Mr Yassaie, who recently met Prime Minister David Cameron to discuss the future of the UK’s technology sector, said he felt that the country had just 10 to 15 years to focus on pushing the technology sector forward or risk being left behind by other countries.
He said too many British companies sold out before they got to a credible size and as a result failed to develop brands that matched the might of US giants such as Cisco, Google and Apple. Only a few UK companies ever reached the size and geographical reach of Autonomy, the software group, Imagination or its bigger rival ARM.
UK entrepreneurs were not being strategic enough, Mr Yassaie said. “If you take Google or Apple, they did not just take a one to two year view.”
He said the government needed to do more to expand centres of excellence and follow the examples set out by countries such as Taiwan, home to some of the largest contract chip manufacturers in the world including Taiwan Semiconductor Manufacturing Co. “TSMC didn’t happen by accident. It was planned.”

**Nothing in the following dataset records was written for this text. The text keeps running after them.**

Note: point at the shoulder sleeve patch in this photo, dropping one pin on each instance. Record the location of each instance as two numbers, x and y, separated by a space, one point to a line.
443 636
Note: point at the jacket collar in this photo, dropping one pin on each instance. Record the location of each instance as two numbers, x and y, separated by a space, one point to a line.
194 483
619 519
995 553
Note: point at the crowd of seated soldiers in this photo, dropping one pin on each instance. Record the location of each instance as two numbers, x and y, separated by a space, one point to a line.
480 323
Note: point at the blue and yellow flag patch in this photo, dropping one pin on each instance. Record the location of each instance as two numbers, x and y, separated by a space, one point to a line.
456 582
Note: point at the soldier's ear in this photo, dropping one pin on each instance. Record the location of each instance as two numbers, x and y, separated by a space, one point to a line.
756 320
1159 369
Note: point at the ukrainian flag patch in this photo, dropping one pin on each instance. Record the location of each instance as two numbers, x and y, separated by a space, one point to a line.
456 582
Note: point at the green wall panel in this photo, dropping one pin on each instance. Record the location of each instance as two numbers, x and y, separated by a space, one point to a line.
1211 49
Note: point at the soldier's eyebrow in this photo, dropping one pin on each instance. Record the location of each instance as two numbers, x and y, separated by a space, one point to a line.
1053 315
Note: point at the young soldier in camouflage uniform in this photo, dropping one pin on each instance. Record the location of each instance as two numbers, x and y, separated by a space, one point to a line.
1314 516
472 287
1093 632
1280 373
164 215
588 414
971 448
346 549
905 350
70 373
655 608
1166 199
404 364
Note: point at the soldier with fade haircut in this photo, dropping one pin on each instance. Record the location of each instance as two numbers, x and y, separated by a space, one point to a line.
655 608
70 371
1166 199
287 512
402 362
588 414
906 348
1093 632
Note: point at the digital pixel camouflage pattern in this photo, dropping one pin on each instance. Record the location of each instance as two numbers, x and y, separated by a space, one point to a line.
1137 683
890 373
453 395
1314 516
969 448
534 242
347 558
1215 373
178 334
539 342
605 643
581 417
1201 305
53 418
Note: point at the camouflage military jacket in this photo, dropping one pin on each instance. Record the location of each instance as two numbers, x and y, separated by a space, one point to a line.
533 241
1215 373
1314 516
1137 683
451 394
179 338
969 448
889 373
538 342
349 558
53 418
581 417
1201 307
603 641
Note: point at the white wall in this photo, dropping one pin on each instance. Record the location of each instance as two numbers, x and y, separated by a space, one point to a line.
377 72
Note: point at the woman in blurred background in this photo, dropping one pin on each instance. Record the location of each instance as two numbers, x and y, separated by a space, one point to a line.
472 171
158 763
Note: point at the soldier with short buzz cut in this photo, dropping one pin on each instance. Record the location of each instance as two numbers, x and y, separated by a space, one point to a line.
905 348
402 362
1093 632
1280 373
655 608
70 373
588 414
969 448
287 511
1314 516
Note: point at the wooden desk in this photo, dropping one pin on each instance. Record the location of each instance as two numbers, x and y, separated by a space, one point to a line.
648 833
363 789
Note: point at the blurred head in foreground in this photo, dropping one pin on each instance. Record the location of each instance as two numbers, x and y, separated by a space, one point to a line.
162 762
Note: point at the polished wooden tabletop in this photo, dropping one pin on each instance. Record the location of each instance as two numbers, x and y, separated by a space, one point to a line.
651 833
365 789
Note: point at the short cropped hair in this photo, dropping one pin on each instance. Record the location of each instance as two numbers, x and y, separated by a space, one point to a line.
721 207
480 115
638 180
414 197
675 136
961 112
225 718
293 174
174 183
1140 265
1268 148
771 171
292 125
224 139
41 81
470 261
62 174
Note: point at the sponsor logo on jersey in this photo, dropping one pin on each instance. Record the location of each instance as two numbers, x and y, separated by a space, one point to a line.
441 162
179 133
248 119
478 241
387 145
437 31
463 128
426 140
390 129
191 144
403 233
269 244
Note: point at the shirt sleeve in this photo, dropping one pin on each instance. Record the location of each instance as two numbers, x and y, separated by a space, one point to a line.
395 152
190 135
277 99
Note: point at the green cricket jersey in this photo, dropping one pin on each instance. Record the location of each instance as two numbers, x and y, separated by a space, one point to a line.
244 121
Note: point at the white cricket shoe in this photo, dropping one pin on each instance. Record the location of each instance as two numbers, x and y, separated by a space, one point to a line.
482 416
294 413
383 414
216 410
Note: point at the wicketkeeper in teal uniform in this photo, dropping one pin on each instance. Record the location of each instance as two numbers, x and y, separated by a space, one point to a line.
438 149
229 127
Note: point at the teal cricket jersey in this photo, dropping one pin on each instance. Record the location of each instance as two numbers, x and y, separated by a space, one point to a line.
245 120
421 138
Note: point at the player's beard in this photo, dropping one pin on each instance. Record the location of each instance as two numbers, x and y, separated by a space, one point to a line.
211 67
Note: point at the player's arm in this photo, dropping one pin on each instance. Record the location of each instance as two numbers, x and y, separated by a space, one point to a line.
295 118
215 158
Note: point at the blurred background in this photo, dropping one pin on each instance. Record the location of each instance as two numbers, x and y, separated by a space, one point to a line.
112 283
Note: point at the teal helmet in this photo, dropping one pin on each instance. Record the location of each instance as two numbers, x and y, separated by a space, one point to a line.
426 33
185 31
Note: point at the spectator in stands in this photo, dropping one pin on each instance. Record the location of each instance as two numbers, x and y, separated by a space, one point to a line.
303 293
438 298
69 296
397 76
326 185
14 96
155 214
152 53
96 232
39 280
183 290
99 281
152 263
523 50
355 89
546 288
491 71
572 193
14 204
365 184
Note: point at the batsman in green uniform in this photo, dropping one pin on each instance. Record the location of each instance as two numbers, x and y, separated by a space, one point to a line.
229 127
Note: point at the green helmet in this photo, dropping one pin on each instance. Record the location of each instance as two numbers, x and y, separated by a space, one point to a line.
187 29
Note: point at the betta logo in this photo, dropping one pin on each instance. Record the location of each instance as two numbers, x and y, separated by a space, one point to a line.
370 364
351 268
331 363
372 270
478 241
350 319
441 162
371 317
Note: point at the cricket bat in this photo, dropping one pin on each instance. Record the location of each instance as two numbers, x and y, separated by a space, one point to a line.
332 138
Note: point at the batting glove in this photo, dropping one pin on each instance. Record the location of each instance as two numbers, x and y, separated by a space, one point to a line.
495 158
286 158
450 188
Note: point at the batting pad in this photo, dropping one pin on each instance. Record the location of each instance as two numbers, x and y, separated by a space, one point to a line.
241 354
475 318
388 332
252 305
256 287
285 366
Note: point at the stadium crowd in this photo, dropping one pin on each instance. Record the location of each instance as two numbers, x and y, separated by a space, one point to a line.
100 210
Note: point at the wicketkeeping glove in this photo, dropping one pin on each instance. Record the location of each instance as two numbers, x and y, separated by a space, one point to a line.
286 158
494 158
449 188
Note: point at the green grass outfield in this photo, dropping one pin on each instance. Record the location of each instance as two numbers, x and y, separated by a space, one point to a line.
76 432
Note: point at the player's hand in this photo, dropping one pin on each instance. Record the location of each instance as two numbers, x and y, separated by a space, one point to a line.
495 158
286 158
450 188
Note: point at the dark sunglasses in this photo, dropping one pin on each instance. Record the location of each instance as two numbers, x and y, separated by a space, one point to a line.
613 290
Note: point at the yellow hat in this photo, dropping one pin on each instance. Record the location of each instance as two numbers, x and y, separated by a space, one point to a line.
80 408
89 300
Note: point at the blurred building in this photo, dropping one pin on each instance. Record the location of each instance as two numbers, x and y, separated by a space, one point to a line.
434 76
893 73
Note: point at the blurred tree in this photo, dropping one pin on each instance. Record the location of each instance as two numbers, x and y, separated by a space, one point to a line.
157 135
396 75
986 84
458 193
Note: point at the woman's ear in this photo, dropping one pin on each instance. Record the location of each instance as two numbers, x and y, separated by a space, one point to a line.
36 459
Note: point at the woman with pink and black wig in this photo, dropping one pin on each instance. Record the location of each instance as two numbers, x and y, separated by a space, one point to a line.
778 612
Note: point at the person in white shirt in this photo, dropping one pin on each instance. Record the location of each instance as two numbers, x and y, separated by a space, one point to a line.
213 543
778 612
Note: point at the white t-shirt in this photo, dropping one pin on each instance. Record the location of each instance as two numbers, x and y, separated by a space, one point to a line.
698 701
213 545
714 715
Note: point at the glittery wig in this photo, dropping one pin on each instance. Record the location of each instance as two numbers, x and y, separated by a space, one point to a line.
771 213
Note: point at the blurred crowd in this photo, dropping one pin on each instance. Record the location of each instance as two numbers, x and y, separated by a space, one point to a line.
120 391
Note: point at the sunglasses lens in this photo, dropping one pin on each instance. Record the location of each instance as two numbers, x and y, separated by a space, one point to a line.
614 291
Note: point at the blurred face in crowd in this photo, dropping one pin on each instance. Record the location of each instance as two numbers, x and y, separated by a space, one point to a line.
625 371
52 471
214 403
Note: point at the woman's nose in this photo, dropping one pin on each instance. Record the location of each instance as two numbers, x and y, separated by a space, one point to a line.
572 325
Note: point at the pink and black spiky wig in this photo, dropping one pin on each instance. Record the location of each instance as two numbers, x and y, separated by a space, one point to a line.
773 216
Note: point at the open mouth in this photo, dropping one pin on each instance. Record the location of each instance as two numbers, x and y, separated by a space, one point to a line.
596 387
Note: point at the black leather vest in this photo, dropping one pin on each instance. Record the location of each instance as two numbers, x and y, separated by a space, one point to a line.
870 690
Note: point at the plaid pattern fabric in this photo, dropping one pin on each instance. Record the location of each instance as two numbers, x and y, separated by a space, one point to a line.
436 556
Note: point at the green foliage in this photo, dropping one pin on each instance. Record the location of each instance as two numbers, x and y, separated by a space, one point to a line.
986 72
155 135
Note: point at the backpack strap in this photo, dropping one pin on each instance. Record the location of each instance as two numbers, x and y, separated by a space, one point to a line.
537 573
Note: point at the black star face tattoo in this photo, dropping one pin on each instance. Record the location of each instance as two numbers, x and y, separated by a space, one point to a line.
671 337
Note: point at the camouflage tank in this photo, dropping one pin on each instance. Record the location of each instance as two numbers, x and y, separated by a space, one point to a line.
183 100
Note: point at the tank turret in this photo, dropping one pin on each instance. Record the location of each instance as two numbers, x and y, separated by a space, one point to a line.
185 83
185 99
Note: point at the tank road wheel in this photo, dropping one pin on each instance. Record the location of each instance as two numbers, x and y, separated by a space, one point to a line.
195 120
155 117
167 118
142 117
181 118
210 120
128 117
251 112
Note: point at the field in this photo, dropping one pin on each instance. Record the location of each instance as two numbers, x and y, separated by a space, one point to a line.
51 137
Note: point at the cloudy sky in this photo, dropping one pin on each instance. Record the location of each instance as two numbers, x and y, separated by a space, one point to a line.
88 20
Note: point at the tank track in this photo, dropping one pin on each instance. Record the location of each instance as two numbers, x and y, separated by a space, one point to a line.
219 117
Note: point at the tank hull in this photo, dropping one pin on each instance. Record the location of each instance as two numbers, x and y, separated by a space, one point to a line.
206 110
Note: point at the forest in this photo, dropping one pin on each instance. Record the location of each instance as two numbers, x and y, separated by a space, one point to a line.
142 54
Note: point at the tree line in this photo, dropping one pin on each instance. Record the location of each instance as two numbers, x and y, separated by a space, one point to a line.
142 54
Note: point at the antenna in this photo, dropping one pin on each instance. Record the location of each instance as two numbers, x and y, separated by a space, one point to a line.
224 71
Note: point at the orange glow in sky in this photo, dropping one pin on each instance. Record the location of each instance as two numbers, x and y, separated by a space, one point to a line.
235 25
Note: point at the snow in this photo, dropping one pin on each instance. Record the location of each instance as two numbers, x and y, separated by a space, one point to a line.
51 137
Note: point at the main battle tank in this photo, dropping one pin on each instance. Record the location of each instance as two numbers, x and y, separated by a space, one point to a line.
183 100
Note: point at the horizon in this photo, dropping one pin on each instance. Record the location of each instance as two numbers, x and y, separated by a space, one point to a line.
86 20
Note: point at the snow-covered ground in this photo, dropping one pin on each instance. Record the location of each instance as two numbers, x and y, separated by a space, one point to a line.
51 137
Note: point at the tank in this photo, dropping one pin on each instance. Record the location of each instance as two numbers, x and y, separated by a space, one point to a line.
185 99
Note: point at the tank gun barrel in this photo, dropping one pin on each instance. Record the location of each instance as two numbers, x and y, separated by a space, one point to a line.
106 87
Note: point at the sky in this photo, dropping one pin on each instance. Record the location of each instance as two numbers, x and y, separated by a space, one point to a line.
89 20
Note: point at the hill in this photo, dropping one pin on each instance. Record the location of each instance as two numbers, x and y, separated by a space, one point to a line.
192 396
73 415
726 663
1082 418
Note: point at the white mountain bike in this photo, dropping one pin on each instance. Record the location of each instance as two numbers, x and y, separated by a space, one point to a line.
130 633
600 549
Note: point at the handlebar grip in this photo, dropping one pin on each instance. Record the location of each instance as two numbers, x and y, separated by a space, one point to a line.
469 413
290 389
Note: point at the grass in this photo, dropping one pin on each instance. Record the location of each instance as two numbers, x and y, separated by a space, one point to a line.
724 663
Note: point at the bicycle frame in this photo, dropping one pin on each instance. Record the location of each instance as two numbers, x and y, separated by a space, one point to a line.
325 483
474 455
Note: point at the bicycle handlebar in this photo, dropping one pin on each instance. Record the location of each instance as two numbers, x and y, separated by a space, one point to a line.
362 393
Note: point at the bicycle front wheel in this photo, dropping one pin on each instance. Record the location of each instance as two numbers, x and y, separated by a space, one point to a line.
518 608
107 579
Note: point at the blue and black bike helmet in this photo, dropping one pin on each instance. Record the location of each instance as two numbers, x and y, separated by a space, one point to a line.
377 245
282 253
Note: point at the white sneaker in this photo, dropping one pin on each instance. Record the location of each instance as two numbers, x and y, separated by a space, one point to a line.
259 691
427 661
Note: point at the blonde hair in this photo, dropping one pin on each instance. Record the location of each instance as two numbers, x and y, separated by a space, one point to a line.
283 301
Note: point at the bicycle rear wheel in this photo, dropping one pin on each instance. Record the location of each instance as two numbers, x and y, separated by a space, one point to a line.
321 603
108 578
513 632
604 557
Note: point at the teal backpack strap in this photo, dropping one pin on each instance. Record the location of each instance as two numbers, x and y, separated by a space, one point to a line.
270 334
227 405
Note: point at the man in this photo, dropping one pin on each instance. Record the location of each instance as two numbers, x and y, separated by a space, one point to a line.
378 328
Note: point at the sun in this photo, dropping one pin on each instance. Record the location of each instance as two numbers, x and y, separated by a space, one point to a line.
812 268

There have been suggestions that the UK government should set up a fund to help promote new businesses. Mr Yassaie said such a scheme would only work if the money invested in each project was at least £5m and was highly targeted at a few strategic IT sectors.
He said the UK should focus on building brand names and fabless semiconductor companies, chipmakers that do not own their production facilities but outsource the work.
As well as designing chips, Imagination took the unusual move a few years ago of creating the Pure DAB digital radio brand to highlight the potential for chips it was designing. The launch of the Pure brand helped to kick-start a push into DAB digital radios by other manufacturers.
Mr Yassaie said it still made sense to make technology in places such as India and China, home to the world’s largest contract manufacturers. However, he admitted that there may come a point when worries over the carbon footprint involved in shipping goods, might push companies to start manufacturing more locally.